I am a 4th-year PhD candidate in Computer Science and Engineering at the University of California San Diego, advised by Prof. Yatish Turakhia.
My research stands at the unique intersection of computer architecture, hardware/software co-design, and computational genomics, with the broader goal of making large-scale genomic analysis fast, scalable, and accessible. I build tools that spans from FPGA-based accelerators for dynamic programming-based sequence alignment to a fully automated, GPU/CPU-parallelized workflow for evolutionary tree inference. These tools are open-sourced and being used by research groups worldwide, with publications at leading venues (PNAS, HPCA).
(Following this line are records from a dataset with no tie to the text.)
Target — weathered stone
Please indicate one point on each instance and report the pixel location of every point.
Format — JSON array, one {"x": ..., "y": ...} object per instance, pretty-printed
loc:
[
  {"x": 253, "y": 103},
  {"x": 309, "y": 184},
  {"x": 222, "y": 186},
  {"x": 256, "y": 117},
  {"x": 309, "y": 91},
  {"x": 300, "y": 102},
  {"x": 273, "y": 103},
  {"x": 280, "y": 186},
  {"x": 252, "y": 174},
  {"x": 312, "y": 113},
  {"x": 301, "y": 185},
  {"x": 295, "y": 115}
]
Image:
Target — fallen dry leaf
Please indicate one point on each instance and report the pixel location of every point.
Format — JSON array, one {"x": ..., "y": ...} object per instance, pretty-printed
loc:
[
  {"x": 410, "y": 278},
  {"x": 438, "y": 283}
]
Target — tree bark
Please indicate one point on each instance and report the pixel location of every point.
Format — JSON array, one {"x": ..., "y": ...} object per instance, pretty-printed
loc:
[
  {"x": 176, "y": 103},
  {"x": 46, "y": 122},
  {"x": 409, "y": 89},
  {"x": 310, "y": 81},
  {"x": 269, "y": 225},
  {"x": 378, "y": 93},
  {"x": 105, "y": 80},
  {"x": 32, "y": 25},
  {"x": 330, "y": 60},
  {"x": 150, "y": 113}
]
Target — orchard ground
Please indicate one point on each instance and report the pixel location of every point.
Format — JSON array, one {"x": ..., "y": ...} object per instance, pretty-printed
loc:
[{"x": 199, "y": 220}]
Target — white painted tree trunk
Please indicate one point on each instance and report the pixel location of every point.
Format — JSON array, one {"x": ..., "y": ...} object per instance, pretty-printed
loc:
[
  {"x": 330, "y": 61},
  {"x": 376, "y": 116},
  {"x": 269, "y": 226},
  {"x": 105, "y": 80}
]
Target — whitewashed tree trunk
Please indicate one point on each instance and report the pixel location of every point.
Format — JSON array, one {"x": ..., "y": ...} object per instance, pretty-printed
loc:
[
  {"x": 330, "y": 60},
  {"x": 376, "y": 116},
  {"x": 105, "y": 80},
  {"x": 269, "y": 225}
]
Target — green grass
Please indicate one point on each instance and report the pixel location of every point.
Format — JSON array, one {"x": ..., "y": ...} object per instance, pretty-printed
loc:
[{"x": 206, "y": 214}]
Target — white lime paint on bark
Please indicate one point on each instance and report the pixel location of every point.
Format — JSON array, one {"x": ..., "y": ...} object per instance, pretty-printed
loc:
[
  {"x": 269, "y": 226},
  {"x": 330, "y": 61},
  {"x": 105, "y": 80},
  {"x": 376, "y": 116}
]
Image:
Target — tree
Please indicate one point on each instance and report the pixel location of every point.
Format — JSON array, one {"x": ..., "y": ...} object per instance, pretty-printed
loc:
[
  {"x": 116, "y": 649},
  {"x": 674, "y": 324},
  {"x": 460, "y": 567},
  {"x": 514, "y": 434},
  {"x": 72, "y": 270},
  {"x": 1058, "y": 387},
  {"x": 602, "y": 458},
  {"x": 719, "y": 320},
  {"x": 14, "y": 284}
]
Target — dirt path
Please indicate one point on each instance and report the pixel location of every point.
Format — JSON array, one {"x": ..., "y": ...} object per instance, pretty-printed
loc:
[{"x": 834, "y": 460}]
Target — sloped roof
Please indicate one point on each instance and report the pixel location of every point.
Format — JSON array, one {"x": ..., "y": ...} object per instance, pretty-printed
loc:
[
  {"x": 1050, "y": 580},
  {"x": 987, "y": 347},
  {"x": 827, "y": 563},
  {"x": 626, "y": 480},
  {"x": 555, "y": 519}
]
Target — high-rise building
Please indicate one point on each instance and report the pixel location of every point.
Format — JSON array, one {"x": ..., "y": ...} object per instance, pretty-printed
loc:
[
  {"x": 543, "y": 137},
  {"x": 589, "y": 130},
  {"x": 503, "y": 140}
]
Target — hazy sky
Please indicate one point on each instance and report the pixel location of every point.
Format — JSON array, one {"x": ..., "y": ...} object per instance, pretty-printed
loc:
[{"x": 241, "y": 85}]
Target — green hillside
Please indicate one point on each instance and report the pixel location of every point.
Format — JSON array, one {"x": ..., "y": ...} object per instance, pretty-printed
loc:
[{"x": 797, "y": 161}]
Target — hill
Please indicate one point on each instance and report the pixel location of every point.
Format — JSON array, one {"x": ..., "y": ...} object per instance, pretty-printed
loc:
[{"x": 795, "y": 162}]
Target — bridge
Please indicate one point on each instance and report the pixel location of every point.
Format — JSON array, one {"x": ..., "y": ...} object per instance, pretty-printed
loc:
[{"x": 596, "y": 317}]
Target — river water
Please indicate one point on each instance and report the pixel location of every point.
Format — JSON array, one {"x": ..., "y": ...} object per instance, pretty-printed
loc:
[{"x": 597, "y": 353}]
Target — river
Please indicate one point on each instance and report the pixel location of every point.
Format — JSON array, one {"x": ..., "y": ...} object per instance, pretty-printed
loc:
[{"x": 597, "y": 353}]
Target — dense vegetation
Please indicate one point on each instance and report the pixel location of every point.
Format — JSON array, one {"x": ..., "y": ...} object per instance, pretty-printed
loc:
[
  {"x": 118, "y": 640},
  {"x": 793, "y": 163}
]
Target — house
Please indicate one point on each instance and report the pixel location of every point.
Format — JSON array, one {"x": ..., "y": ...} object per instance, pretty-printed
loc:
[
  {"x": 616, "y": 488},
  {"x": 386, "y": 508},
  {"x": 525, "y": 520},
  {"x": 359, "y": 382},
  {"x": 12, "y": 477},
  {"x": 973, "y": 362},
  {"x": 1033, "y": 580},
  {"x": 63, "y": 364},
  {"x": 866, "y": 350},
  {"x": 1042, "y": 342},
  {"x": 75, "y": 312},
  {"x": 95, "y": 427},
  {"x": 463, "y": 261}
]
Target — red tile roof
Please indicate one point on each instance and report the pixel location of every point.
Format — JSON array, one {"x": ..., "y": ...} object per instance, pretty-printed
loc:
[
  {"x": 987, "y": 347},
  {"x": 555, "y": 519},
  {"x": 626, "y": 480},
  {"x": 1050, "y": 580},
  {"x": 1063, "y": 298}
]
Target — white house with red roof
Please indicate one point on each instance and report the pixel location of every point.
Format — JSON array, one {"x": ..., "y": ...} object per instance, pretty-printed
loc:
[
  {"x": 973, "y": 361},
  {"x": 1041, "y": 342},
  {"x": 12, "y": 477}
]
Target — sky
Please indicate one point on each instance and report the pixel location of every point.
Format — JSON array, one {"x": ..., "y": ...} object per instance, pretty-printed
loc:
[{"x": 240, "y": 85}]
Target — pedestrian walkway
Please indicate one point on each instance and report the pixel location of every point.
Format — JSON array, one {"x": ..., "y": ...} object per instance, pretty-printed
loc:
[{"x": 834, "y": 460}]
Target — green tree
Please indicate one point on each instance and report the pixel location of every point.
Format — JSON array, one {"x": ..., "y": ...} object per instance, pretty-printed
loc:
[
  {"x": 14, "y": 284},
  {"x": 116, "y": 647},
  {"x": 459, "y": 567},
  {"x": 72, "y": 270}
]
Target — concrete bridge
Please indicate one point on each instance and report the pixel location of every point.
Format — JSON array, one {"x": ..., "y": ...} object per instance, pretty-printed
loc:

I collaborate with the Vertebrate Genomes Project (VGP) consortium led by Genomics Institute at University of California Santa Cruz, researchers at the Scripps Institution of Oceanography, UCSD, and the AMD Omics Group on accelerating bioinformatics workloads at scale.
Beyond research, I serve the community as a member of the Artifact Evaluation Committee for ISCA 2025 and ISCA 2024, as a reviewer for Bioinformatics, RECOMB 2026 and MBE, and as co-organizer of the BioSys Workshop at ASPLOS 2024.
I received my M.S. in Computer Engineering from UC San Diego and my B.Tech. from IIEST Shibpur, India. Before my PhD, I spent 3+ years as a Digital Design Engineer at Analog Devices, gaining ASIC design and chip tape-out experience. During my PhD, I interned at AMD Research. I was also a DAAD WISE Scholar at the University of Bremen, Germany.